10th Circuit judges recap do’s and don’ts for lawyers
Two members of the Denver-based federal appeals court spoke to attorneys on Monday about how to present cases effectively, and when it is helpful for outside entities to weigh in on pending appeals.
Judges Robert E. Bacharach of Oklahoma and Gregory A. Phillips of Wyoming, who are both Barack Obama appointees to the U.S. Court of Appeals for the 10th Circuit, indicated “amicus curiae” briefs submitted by non-parties will generally receive less attention. However, those filings could educate judges about issues that are consequential elsewhere in the country, even if they are relatively obscure in the 10th Circuit.
“An amicus may be more attuned to that and I’m not. So, I do think in terms of measuring the global significance of an issue, those can be helpful,” said Bacharach. “Obviously, a lot of times there may be groups that have very important interests. But if they’re more in terms of policymaking or ideologically oriented, those won’t typically have great bearing on me in what I’m trying to do, which is not figure out what is the best result but just what is the correct result based on the case law that we have.”
The judges spoke at the year-end virtual 10th Circuit review sponsored by the Oklahoma City Chapter of the Federal Bar Association, the Faculty of Federal Advocates and the Tenth Circuit Historical Society. The 10th Circuit hears appeals in three-judge panels for federal cases arising from Colorado, Oklahoma, Kansas, Utah, New Mexico and Wyoming.

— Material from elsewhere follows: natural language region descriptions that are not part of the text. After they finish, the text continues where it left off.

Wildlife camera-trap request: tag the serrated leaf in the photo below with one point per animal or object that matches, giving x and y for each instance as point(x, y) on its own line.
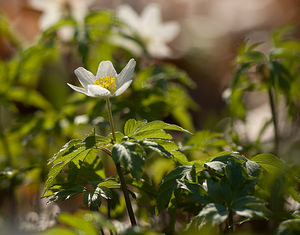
point(156, 125)
point(58, 230)
point(109, 183)
point(65, 192)
point(93, 199)
point(212, 213)
point(289, 227)
point(156, 147)
point(250, 207)
point(74, 151)
point(125, 153)
point(152, 134)
point(131, 125)
point(170, 184)
point(216, 166)
point(253, 169)
point(78, 222)
point(268, 162)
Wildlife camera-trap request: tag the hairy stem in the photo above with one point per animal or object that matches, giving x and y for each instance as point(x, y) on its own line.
point(274, 120)
point(119, 170)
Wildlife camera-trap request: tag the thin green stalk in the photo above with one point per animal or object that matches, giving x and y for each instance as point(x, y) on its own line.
point(4, 141)
point(274, 120)
point(119, 170)
point(110, 119)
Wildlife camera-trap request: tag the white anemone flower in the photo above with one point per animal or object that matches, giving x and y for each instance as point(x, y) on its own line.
point(107, 83)
point(149, 27)
point(55, 10)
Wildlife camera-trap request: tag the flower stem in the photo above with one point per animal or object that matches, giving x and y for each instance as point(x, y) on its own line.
point(119, 170)
point(110, 119)
point(274, 120)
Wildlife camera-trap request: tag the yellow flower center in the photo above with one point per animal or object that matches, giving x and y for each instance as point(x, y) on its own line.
point(107, 82)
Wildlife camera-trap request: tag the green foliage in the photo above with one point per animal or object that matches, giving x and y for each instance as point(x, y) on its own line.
point(226, 186)
point(81, 223)
point(192, 185)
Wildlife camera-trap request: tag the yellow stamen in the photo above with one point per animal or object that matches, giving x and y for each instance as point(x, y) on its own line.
point(107, 82)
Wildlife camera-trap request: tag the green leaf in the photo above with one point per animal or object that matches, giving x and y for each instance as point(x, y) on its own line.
point(79, 223)
point(65, 192)
point(126, 153)
point(252, 168)
point(250, 207)
point(212, 213)
point(269, 162)
point(156, 125)
point(204, 139)
point(74, 151)
point(93, 199)
point(170, 184)
point(131, 125)
point(109, 183)
point(289, 227)
point(152, 134)
point(58, 230)
point(216, 166)
point(156, 147)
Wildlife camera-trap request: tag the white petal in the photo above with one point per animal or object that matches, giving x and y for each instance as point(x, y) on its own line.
point(122, 88)
point(40, 4)
point(151, 14)
point(98, 91)
point(84, 76)
point(128, 15)
point(169, 31)
point(106, 69)
point(78, 89)
point(66, 33)
point(159, 49)
point(49, 18)
point(126, 73)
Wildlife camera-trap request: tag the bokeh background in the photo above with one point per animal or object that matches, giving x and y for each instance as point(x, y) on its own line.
point(211, 31)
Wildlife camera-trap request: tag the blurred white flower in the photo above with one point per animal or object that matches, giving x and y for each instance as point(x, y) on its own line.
point(81, 119)
point(149, 27)
point(55, 10)
point(107, 82)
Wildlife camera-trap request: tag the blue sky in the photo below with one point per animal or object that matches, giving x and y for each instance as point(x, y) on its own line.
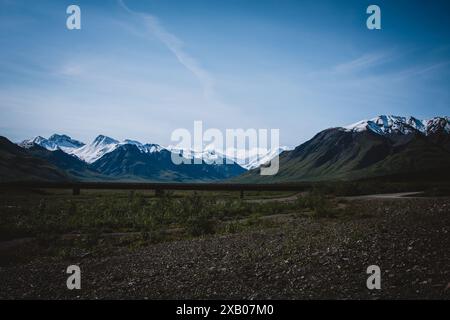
point(141, 69)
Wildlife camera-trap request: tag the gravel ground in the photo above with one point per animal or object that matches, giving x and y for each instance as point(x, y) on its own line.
point(307, 258)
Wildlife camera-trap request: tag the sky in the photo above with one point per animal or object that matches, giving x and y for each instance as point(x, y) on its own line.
point(142, 69)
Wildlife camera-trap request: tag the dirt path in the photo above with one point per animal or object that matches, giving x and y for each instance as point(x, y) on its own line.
point(399, 195)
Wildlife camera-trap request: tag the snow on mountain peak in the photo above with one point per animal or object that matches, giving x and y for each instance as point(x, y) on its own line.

Phillips said that for issues without a clear precedent from the 10th Circuit or the U.S. Supreme Court, it is not safe to assume the 10th Circuit will adopt a position simply because multiple other courts have done so.
“Obviously, other circuits would be helpful to us,” he said. But that is “not to say we’re gonna adopt them, even if it’s a uniform rule in two or three others.”
A numerical tally might be more helpful, Phillips added, in rare “en banc” hearings where all circuit judges will consider a case and potentially overrule the court’s own precedent.
“If someone were to ask you hypothetically, ‘Why did you decide that case the way you did, Judge Phillips?’ I don’t know that anybody would start by saying, ‘There were three district courts that said this, there were two circuit courts that said this,'” said Bacharach. “But you’re probably going to be thinking of explaining the logic in the opinion in terms of the building blocks for why you came up with the decision that you did, as opposed to just regurgitating a number of cases.”

On the subject of oral arguments, both judges suggested framing the exchange as a “discussion,” rather than as an opportunity for judges to derail an attorney’s scripted points with their questions.
“I’ve seen cases swing 3-0 one way to 3-0 the other way in an argument,” said Phillips. “And there are some cases where it’s not gonna make a huge difference. But it’s an opportunity. Listen to what the court’s asking about.”
“Try to resist the temptation to speculate on why we’re asking particular questions,” said Bacharach. “To illustrate, you may come in with three arguments and you really wanna talk about the first two, and you know you only have 15 minutes. And maybe we only want to ask you about that third one.
“You may be thinking the third one is something that you find the weakest. That you really don’t wanna be using up your 15 minutes on this third one,” he continued. “You may not know, it may or may not be the case, that the judge may not be persuaded at all about your first two arguments, but may be thinking seriously or be inclined to vote to reverse or vacate based on your third argument.”
Bacharach also warned lawyers against pursuing too many issues on appeal.
“The tendency of human nature that when you get to the eighth issue, even if it’s not conscious, the reader, the judge will think, ‘Obviously, the advocate felt there were seven issues that were more persuasive than this,’ and is maybe less amenable to that argument than he or she might otherwise be if it was your first issue,” he said.

Finally, the judges spoke about their pet peeves, including excessive use of acronyms, making personal attacks against the other side or the trial judge, and chewing gum or gesticulating during oral arguments. Bacharach also said that certain types of graphics, like screenshots from body-worn camera footage, can be helpful, but the vast majority of 10th Circuit opinions do not contain illustrations.
“There are a lot of judges, I would say, that have a really negative view of visual aids,” he said. “When you write a brief for our court, you have no idea what judges are gonna be assigned to your panel. … No writer wants to distract a reader, and obviously no practitioner wants to distract a panel.”
The virtual event also featured presentations on various legal developments, including trends in “habeas corpus,” a longstanding legal tool used to challenge one’s confinement. U.S. Magistrate Judge Chris M. Stephens of the Western District of Oklahoma briefly spoke of a sharp increase in immigration-related habeas petitions that have led district judges to repeatedly rebuff the government’s broad interpretation of its detention authority.
“It’s taking a huge amount of resources from local district courts, and those resources are then impacting the proceedings of other cases,” he said, adding that the 10th Circuit and Supreme Court would hopefully address the legality of detention practices in the coming months or years.